Network Security Internet Technology Development Database Servers Mobile Phone Android Software Apple Software Computer Software News IT Information

In addition to Weibo, there is also WeChat

Please pay attention

WeChat public account

Shulou

How to use Docker Compose to manage GPU Resources

2025-01-28 Update From: SLTechnology News&Howtos shulou NAV: SLTechnology News&Howtos > Development >

Share

Shulou(Shulou.com)06/03 Report--

This article focuses on "how to use Docker Compose to manage GPU resources", interested friends may wish to take a look.
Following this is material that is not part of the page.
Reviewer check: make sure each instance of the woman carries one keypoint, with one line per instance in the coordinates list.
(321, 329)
The method introduced in this paper is simple, fast and practical. Let's let the editor take you to learn how to use Docker Compose to manage GPU resources.

Under the general trend of AI-oriented development, containerization can seamlessly migrate the environment and reduce the cost of configuring the environment indefinitely. However, configuring CUDA in the container and running TensorFlow can be troublesome for a while, so we'll introduce and use it here.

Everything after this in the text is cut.